Owning a rental property comes with its ups and downs. If you are a cautious landlord, the positives will outweigh the negatives. However, contemplating the financial demands and the horrors of dealing with nightmare tenants are often enough to stress out any new landlord.

If the potential of a successful investment journey outweighs the stressors of what lies ahead, you are already on your way to bringing your new venture to fruition.

For the most rewarding and prosperous undertaking, these are the top tips that every new landlord should know:

Outline Your Responsibilities

Never mistake the role of a landlord as being hands-off. Many don’t realize how demanding the role – which often becomes a full-time job – can become. You are not simply there to collect a check at the beginning of every month. Quite the opposite. You become the point of contact any time one of your tenants needs an emergency resolved. This often means that you will have to respond to late-night leaky pipe issues or heating problems in the dead of winter.

Understand Financial Benefits

The financial profit that can be made as a landlord is worth the responsibilities and demands, however, these gains will not be immediate.
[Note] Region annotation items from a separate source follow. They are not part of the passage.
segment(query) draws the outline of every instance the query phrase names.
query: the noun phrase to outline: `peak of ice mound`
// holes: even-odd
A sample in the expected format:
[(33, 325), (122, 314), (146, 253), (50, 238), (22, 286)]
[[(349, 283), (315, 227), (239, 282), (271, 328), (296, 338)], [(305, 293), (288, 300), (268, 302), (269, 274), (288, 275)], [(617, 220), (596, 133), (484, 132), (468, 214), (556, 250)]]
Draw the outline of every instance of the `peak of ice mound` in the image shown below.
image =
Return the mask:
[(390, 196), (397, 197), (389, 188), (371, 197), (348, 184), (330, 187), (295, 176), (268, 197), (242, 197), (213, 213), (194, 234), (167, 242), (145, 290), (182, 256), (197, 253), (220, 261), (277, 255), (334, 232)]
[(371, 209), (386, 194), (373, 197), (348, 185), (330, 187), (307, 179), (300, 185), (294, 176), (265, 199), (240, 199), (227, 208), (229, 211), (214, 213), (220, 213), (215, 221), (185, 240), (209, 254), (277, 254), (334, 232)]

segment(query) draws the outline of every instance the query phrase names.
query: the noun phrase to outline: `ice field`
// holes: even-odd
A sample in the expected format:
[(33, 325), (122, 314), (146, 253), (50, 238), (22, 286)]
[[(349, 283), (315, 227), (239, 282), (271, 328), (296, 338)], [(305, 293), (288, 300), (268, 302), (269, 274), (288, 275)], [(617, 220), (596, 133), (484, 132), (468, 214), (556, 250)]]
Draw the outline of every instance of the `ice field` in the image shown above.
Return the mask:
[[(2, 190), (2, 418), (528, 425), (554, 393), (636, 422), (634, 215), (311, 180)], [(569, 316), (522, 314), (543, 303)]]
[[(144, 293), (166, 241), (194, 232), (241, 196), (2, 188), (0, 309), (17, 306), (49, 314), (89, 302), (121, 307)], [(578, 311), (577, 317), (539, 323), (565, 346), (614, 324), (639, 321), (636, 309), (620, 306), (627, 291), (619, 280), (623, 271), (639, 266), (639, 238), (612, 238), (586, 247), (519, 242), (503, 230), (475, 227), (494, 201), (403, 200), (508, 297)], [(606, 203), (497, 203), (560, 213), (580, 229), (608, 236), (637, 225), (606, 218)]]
New landlords are warned not to expect any profit for the first few months or even years.

Create The Right Agreement

Will you create a lease agreement or a rental agreement? If you don’t know the difference between the two, it’s important to do the research. The wording you include in your agreements will be paramount to the relationships you have with your tenants. You need to protect yourself by including all necessary legal terms, all of your rent expectations, information pertaining to damages, etc.

Screening

Once you have put together your agreement and set your expectations straight, you can start thinking about your perfect tenant. It may be more time consuming, but putting the time into screening each interested person will pay off in the long run. Of course, you can’t always predict how a tenant will be two months, six months, fourteen months down the line, but you can get a good feel for whether or not they align with your standards.